Igor recently pinged me on IRC to ask about switching
trafficserver's expat use to libxml2. There's a rationale
about libxml2 being a dependency for a range of plugins,
so why not use a single XML parser for everything?
A quick grep reveals that expat is only used in two places
and that its use is extremely brief and straightforward.
I attach a trivial proof-of-concept for switching that to
libxml2. The use of ugly developer #ifdefs can of course
be refined to a working configuration option to select either
expat or libxml2 if folks think it's a worthwhile exercise.

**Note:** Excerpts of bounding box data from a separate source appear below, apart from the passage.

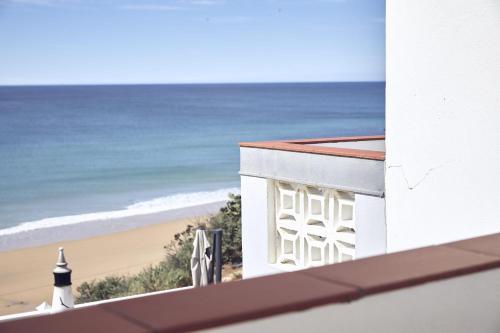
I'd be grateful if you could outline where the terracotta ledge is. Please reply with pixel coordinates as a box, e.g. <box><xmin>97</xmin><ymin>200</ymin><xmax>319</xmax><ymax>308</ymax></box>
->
<box><xmin>240</xmin><ymin>135</ymin><xmax>385</xmax><ymax>161</ymax></box>
<box><xmin>0</xmin><ymin>234</ymin><xmax>500</xmax><ymax>333</ymax></box>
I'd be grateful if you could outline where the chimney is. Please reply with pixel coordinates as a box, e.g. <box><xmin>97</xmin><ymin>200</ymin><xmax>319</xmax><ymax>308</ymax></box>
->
<box><xmin>52</xmin><ymin>247</ymin><xmax>75</xmax><ymax>313</ymax></box>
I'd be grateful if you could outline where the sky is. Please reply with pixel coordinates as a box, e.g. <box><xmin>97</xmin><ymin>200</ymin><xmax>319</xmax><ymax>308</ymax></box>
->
<box><xmin>0</xmin><ymin>0</ymin><xmax>385</xmax><ymax>85</ymax></box>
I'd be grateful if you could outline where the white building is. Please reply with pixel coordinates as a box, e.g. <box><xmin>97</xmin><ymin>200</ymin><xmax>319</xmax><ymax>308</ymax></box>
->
<box><xmin>240</xmin><ymin>0</ymin><xmax>500</xmax><ymax>277</ymax></box>
<box><xmin>0</xmin><ymin>0</ymin><xmax>500</xmax><ymax>333</ymax></box>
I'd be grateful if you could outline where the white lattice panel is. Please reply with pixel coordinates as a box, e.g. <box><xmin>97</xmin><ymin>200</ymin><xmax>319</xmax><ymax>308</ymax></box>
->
<box><xmin>274</xmin><ymin>182</ymin><xmax>356</xmax><ymax>267</ymax></box>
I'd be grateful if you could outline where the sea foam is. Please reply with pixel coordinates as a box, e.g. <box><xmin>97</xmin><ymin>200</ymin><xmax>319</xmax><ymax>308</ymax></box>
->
<box><xmin>0</xmin><ymin>188</ymin><xmax>240</xmax><ymax>236</ymax></box>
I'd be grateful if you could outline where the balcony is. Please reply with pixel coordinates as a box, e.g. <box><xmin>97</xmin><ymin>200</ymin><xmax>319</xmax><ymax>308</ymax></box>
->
<box><xmin>240</xmin><ymin>136</ymin><xmax>386</xmax><ymax>277</ymax></box>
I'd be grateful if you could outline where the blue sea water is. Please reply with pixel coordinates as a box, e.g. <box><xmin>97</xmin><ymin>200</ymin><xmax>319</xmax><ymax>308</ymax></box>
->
<box><xmin>0</xmin><ymin>82</ymin><xmax>385</xmax><ymax>235</ymax></box>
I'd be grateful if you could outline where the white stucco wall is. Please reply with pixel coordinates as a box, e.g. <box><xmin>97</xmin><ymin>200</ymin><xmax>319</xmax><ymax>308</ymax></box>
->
<box><xmin>205</xmin><ymin>269</ymin><xmax>500</xmax><ymax>333</ymax></box>
<box><xmin>386</xmin><ymin>0</ymin><xmax>500</xmax><ymax>251</ymax></box>
<box><xmin>354</xmin><ymin>193</ymin><xmax>386</xmax><ymax>259</ymax></box>
<box><xmin>241</xmin><ymin>176</ymin><xmax>281</xmax><ymax>279</ymax></box>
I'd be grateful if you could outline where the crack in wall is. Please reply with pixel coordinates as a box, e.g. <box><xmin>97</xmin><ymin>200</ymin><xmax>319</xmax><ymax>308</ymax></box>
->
<box><xmin>387</xmin><ymin>162</ymin><xmax>448</xmax><ymax>191</ymax></box>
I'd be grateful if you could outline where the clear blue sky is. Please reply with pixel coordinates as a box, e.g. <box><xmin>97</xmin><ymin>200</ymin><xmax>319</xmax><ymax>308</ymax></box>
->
<box><xmin>0</xmin><ymin>0</ymin><xmax>385</xmax><ymax>85</ymax></box>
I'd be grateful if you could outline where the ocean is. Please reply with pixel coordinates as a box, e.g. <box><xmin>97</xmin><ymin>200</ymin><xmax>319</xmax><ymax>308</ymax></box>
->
<box><xmin>0</xmin><ymin>82</ymin><xmax>385</xmax><ymax>237</ymax></box>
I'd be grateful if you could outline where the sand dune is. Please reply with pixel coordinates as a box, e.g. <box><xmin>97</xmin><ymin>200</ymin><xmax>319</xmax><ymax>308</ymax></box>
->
<box><xmin>0</xmin><ymin>219</ymin><xmax>196</xmax><ymax>315</ymax></box>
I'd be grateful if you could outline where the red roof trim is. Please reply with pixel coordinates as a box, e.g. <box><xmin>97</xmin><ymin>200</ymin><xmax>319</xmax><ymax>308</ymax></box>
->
<box><xmin>240</xmin><ymin>135</ymin><xmax>385</xmax><ymax>161</ymax></box>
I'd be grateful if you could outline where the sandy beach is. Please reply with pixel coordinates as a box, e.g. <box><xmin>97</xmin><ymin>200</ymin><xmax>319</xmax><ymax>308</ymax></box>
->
<box><xmin>0</xmin><ymin>218</ymin><xmax>198</xmax><ymax>315</ymax></box>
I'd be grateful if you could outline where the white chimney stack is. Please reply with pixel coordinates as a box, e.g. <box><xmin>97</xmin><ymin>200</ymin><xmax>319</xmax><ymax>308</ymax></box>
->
<box><xmin>52</xmin><ymin>247</ymin><xmax>75</xmax><ymax>313</ymax></box>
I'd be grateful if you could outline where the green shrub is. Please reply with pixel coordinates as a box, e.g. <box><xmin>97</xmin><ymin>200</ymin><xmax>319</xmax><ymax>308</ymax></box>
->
<box><xmin>76</xmin><ymin>194</ymin><xmax>242</xmax><ymax>303</ymax></box>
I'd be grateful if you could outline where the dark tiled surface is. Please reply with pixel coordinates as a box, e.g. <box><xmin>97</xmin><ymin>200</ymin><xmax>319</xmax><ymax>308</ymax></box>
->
<box><xmin>447</xmin><ymin>234</ymin><xmax>500</xmax><ymax>256</ymax></box>
<box><xmin>0</xmin><ymin>234</ymin><xmax>500</xmax><ymax>333</ymax></box>
<box><xmin>100</xmin><ymin>273</ymin><xmax>359</xmax><ymax>332</ymax></box>
<box><xmin>0</xmin><ymin>306</ymin><xmax>151</xmax><ymax>333</ymax></box>
<box><xmin>303</xmin><ymin>246</ymin><xmax>500</xmax><ymax>294</ymax></box>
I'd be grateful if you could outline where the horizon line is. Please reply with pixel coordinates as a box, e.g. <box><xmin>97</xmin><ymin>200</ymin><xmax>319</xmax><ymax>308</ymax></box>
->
<box><xmin>0</xmin><ymin>80</ymin><xmax>386</xmax><ymax>88</ymax></box>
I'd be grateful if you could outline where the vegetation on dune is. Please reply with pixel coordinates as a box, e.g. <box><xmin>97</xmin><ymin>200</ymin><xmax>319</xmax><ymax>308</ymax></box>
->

I don't think this is the best way to switch: it's just
what I could hack OTTOMH without having to resort to TFM.
Note that a switch to libxml2 could be the basis for further
development, including probably a switch to use libxml2's
DOM in place of TrafficServer's homebrew partial document
tree. But I'm not volunteering to do that anytime soon.
--
Nick Kew
diff --git a/mgmt/stats/StatProcessor.cc b/mgmt/stats/StatProcessor.cc
index 268dc29..22d1ff9 100644
--- a/mgmt/stats/StatProcessor.cc
+++ b/mgmt/stats/StatProcessor.cc
@@ -65,7 +65,8 @@ startElement(void * /* userData ATS_UNUSED */, const char *name, const char **at
statObject = NEW(new StatObject(++statCount));
Debug(MODULE_INIT, "\nStat #: ----------------------- %d -----------------------\n", statCount);
- for (i = 0; atts[i]; i += 2) {
+ if (atts)
+ for (i = 0; atts[i]; i += 2) {
ink_assert(atts[i + 1]); // Attribute comes in pairs, hopefully.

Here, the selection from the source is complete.